Enzo lets out a low whistle, impressed. “You haven’t lost your touch.”

“I’ve been thinking for four years. That’s a lot of time to sharpen the blade.”

Omero clears his throat softly. “We’ve had signal disruptions at the east docks. Not often, but precise. Drone activity, possibly infrared scrambling.”

“Do we have visual confirmation?”

“Nothing clear. But there’s a pattern.”

“Flag every spike from the last three months. Filter out interference. Run the anomalies against recent security crew rotations. I want to know if we have a leak.”

Omero nods once, already mentally processing.

I turn to Riccardo next. “And?”

He shrugs, chewing slowly before replying. “Collections are slowing. Street-level discipline’s slipping. Some of the younger capos are getting sloppy. They’re too comfortable.”

“Remind them who built the road they’re walking on,” I say. “Quietly. Pick one of them—preferably one with a mouth—and make an example.”

Riccardo’s eyes gleam slightly, satisfaction in them.

“I’ll handle it.”

“Do it clean,” I add. “I’m not cleaning up egos right now.”

An eeriness settles again—not uncomfortable, just thoughtful.
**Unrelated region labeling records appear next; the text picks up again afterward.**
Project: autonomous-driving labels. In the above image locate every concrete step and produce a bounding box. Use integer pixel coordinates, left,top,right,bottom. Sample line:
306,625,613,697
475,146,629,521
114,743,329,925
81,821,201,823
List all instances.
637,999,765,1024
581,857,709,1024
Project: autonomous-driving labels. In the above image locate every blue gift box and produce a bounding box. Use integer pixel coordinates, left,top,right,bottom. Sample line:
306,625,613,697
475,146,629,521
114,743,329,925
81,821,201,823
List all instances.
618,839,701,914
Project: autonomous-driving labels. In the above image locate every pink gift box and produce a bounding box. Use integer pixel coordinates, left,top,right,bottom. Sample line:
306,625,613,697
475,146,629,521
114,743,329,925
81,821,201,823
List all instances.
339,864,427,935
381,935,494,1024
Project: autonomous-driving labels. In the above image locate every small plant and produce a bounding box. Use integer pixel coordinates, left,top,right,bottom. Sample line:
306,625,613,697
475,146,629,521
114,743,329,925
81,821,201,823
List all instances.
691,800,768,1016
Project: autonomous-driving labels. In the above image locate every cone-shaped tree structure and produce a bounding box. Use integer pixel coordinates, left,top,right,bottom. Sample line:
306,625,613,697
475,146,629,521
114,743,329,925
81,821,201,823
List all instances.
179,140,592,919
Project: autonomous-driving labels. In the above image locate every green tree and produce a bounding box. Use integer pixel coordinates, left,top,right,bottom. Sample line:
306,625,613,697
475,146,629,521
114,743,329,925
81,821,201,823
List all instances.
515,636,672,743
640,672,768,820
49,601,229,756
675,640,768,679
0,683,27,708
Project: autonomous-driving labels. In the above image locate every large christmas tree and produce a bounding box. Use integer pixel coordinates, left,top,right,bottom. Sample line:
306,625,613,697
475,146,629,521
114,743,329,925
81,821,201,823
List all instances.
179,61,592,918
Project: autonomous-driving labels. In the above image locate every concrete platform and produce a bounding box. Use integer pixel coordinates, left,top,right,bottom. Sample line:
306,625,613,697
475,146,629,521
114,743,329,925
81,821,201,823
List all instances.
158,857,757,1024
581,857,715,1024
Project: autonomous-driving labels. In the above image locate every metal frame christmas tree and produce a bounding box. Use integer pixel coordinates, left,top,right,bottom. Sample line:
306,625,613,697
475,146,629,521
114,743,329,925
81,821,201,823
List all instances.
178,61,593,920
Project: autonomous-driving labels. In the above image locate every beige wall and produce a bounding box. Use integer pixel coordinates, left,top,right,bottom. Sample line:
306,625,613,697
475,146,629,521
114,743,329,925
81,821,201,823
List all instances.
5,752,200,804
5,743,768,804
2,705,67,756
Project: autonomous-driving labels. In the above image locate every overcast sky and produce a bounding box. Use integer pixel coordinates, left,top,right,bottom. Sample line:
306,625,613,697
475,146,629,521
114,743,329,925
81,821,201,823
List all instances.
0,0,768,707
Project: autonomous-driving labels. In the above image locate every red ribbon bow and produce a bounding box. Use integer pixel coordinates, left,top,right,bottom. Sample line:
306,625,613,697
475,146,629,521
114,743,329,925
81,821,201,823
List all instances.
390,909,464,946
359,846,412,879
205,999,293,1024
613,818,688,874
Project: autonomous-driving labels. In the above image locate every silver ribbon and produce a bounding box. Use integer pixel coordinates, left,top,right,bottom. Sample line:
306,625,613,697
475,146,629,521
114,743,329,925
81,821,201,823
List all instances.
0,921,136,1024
The kind that comes when everyone knows what needs to be done.

I lean back in my chair, wiping my mouth with a cloth napkin. “Have the files ready by tomorrow.”

Alfio glances up. “Which ones?”

“Operations Ledger, Surveillance Reports, Internal Account Audits, and I want crew rotation schedules, logistics manifests, and the last six months of encrypted comms from front managers.”

“Anything else?” Enzo mutters, half-smiling. “Would you like us to handwrite it on parchment?”

“Only if you have time after sweeping the rats out of the clubs,” I say, and the corners of his mouth twitch wider.

“Va bene, boss,” he chuckles. “I’ll send it all by morning.”

Alfio studies me for a moment. “You sure you don’t want a day to rest?”

“I’ve been resting for four years.”

None of them argue again.

But I see it in their eyes—they are relieved I’m back.